Legal Intern, Manhattan Institute's Center for Legal Policy
Newly-confirmed Labor Secretary Thomas Perez seems to certainly have no problem with courting controversy. After his widely-publicized quid pro quo with the city of St. Paul, Minnesota, which was designed to subvert judicial review of his prized "disparate impact" discrimination theory by the High Court, he has immediately found a new target to try and manipulate into submission. Allysia Finley of the Wall Street Journal recently reported that Mr. Perez has sent a warning shot across the bow of California Governor Jerry Brown over the state's recently-enacted pension reforms:
Two weeks ago, Mr. Perez sent the governor a letter warning that the pension reforms he signed into law last year violate the 1964 Urban Mass Transportation Act, which purportedly protects public transit workers' pension benefits and collective bargaining rights. California's pension legislation, Mr. Perez wrote, "diminishes both the substantive rights of transit employees under current collective bargaining agreements and narrows the future scope of collective bargaining over pensions."
It seems a bit odd that Congress would enact a law that would limit the ability of a sovereign state legislature to negotiate contract renewals dealing with future benefits of its own public employees, which does in fact constitute the substantive aspect of the CA legislation. The apparent implications of Mr. Perez's statement are that 1) any sort of pension reform enacted by a state is illegal, because pension reform done in the present restricts the bargaining position of unions in the future (regardless of the fact that the pension reform is duly-enacted state legislation), and 2) Congress may usurp the federal-state political structure when it is not happy with the results of pension reform done in the state context, under the pretext of a supposedly-preemptive piece of federal legislation.
This all seems odd because Congress did not in fact mention federal restrictions on contract bargaining in the context of future negotiations. Ms. Finley writes:
Thing is, the 1964 federal law merely protects employees' existing benefits under collective bargaining agreements and says nothing about the "future scope" of collective bargaining. California's pension reforms apply only to future benefits for new hires.

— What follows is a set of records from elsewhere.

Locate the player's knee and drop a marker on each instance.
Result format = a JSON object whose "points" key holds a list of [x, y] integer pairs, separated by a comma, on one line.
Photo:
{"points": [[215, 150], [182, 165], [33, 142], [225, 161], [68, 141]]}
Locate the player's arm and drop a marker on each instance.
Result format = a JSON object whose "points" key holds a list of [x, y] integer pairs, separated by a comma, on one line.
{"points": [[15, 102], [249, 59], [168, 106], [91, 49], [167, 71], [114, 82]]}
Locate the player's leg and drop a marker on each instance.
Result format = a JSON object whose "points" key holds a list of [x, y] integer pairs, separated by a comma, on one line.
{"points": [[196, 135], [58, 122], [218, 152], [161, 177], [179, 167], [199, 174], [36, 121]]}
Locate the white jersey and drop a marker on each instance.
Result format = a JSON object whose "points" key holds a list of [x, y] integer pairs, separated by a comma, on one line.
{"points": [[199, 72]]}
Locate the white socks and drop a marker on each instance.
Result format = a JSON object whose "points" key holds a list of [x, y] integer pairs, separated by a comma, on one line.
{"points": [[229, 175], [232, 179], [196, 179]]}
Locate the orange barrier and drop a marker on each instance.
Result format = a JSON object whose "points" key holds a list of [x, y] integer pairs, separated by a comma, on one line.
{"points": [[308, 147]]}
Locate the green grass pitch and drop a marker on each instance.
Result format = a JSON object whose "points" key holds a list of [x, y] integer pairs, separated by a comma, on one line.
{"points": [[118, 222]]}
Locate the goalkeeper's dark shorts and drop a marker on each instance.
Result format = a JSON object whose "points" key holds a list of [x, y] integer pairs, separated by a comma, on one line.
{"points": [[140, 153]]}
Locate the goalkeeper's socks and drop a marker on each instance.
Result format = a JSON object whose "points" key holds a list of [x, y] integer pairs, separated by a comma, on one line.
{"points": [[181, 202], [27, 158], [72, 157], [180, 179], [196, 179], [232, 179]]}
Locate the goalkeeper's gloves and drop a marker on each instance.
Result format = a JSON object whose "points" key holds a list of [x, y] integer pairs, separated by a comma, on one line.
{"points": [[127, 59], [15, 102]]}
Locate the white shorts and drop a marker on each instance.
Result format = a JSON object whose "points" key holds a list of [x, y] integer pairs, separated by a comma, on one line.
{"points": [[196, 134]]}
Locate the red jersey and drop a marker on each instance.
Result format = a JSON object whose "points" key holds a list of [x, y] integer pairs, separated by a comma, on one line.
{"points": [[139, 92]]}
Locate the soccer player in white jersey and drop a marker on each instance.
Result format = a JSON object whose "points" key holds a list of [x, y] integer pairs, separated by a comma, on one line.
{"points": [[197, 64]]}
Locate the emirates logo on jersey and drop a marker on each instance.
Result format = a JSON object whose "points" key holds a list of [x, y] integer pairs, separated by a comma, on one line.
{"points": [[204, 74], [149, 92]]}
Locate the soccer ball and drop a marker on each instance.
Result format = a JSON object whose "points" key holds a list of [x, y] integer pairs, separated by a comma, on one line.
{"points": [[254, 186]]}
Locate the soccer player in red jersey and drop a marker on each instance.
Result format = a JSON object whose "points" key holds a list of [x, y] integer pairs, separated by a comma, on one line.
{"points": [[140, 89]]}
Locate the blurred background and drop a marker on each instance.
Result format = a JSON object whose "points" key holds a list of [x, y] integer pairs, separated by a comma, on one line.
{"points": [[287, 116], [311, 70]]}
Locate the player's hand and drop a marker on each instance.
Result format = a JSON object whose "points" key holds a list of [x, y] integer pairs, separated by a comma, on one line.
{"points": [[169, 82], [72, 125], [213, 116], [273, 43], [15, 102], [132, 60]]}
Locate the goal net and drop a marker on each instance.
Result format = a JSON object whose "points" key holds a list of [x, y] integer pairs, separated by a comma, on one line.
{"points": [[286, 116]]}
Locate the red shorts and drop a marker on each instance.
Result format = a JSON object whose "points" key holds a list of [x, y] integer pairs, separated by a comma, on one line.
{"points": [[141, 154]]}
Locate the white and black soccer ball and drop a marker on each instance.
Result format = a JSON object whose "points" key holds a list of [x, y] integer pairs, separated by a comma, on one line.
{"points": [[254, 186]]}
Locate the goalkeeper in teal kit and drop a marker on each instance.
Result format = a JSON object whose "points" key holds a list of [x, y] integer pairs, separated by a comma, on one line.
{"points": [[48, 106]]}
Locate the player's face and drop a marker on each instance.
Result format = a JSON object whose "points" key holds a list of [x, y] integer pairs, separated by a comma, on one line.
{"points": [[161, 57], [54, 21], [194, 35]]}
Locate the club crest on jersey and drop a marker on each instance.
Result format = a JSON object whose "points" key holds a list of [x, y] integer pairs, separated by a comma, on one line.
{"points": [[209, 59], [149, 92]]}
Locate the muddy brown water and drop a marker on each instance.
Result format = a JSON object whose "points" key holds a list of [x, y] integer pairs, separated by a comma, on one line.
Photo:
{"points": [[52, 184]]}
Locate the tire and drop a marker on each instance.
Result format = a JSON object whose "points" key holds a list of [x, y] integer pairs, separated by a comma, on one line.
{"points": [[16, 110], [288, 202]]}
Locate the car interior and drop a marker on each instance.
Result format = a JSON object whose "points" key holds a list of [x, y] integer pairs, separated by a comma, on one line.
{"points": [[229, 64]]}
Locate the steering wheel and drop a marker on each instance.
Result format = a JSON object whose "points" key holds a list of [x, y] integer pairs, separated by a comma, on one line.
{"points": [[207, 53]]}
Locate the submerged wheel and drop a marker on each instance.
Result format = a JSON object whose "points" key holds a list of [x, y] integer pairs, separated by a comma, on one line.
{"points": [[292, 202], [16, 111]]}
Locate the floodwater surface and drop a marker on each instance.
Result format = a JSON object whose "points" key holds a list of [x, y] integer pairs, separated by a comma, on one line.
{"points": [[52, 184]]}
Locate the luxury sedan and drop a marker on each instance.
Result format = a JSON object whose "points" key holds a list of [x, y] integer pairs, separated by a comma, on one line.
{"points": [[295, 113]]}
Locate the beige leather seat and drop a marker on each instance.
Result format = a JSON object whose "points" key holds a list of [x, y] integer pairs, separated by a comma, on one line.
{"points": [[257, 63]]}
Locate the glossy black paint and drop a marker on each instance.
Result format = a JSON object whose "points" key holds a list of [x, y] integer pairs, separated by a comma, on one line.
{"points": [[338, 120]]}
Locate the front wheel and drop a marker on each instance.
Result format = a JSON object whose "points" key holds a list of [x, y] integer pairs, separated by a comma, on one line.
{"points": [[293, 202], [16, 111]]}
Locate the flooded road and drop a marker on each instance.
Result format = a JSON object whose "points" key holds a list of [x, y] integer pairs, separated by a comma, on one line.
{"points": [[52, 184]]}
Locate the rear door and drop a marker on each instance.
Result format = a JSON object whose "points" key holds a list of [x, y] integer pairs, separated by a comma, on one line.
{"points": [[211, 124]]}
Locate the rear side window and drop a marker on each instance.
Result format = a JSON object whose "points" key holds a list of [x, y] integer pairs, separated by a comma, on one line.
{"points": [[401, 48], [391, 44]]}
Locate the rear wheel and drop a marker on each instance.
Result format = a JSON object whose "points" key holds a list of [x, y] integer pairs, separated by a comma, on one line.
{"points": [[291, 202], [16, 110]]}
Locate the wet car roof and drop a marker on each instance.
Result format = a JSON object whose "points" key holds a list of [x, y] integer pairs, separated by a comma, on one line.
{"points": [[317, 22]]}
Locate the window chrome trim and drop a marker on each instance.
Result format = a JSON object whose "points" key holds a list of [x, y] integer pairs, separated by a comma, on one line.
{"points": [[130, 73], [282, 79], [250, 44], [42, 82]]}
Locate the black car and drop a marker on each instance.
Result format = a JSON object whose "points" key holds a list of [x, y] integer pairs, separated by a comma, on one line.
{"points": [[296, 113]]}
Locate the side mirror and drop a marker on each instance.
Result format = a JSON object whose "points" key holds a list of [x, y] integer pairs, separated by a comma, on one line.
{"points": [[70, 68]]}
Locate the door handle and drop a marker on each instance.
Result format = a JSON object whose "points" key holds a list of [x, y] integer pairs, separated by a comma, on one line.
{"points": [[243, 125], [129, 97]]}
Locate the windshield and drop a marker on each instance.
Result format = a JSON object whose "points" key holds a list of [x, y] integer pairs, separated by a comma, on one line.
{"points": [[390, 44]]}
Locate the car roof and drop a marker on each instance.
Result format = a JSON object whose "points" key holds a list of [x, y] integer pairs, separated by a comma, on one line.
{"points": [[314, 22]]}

Mr. Perez's real play here seems to be to restrict the ability of states to negotiate in good faith with their public unions, while making sure that the liberal power base stays happy. The biggest problem with this tactic is its potential budget-busting effects on the state:
Thus, Mr. Perez is threatening to cut off billions in federal grants for local transit agencies starting Friday if California doesn't fix its reforms to comply with his interpretation of the 1964 federal law. The Los Angeles County Metropolitan Transportation Authority would stand to lose $268 million. Nearly $70 million in funding for Sacramento's Regional Transit District could dry up, thus halting construction on a light-rail line. Santa Barbara's Metropolitan Transit District has warned that it would have to reduce services by 30% and lay off 50 bus drivers.
Mr. Perez might want to make sure that the very public unions he is trying to keep happy do not revolt when the inevitable austerity measures arrive.